UPDATE 17th December 2013:
ARC2020 platform members have seen the latest version of the Delegated Act today, Tuesday 17th December. The word pesticides has been completely removed from the Delegated Act! It has been replaced by a very weak legal reference to the WFD and nitrates directive which don’t do the job. More, including campaigning points, soon.

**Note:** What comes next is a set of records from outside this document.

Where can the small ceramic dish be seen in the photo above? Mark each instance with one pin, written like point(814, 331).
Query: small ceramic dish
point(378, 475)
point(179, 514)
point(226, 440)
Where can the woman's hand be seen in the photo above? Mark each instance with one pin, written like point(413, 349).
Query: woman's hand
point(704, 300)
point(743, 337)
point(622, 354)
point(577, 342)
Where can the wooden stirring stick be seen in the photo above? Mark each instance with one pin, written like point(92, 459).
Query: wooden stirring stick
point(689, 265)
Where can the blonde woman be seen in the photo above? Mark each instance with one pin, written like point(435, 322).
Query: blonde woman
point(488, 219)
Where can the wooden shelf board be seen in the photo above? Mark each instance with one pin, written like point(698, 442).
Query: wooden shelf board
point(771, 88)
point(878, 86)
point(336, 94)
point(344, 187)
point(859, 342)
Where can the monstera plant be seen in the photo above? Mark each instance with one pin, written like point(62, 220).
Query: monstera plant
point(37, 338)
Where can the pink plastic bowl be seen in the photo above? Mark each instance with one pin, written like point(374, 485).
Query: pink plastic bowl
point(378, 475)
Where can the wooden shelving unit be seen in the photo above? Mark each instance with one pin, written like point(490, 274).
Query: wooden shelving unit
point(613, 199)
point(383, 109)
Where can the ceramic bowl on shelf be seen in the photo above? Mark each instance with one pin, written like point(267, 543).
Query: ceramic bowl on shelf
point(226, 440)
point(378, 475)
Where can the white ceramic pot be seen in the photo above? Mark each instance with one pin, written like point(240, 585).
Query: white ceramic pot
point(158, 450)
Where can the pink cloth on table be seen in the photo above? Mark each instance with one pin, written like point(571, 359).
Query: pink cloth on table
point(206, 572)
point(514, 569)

Following the European Parliament final vote on CAP reform on the 20th November, one would be forgiven for thinking that that’s the end of the bad news for the environment, rural Europe and best farming practices. There is however, one more stage at the European level, and its called the Delegated Act stage, stage, a new EU act category thanks to the Lisbon Treaty. And in light of this stage now appearing on the horizon, incredibly, 23 member states have bandied together to try to make EFAs – Ecological Focus Areas – even less ecologically focused. Vigilance, and pressure on your MEP, are required to prevent the worst ideas being slipped into the Delegated Acts.
Delegated Acts are supposed to be, simply, the Commission writing up the wording of the legislation already agreed. So while the already agreed Basic Acts deal with “the objective, content, scope and duration” of an Act, Delegated Acts “supplement or amend non-essential elements of the legislative act”. They are thus subsidiary to the Basic Acts.
However 23 member states* have come together to try to make a case for EFA’s as places where business-as-usual can occur.
The principle behind EFA is that they help increase intensity of agro-ecological processes – like pollination, soil formation and conservation, regulation of water and nutrient cycles – for the whole agro-ecosystem of the farm and surrounding area. In order to deliver such environmental public goods, there must be appropriate conditions: if we want pollination, there should be no pesticides applied; if we want to prevent pollution from excess nutrients, no fertilisers should be applied.
Of course with the great CAP dilution of the last 2 years, exemptions have already appeared: for example protein crops grown in EFAs do allow pesticides, according to DP reg annex VI.
The group of 23 however, seem shocked that no fertilizers or pesticides (aka those euphemistic ‘plant protection products’) will be used for nitrogen fixing crops in EFAs. They cite the Draft Legislation, which states, “On areas with nitrogen fixing crops, farmers shall only grow nitrogen fixing crops that are traditionally grown with only a limited amount of plant protection products and without the use of fertilisers.”
They add: “Due to this provision, the conventional production on such areas will clearly be impossible.”
The European citizen, if informed, would surely be exasperated at the notion that pesticides may be allowed Ecological Focus Areas: such a loophole undermines the greening of CAP. While civil society will need to keep focused on this sneaky move by the group of 23, there is a one word answer to the above sentence:
Exactly.
*The states are: Belgium, Bulgaria, Czech Republic, Denmark, Estonia, Ireland, Spain, France, Croatia, Italy, Cyprus, Latvia, Luxembourg, Hungary, Malta, Austria, Poland, Portugal, Romania, Slovenia, Slovakia, Finland and Sweden.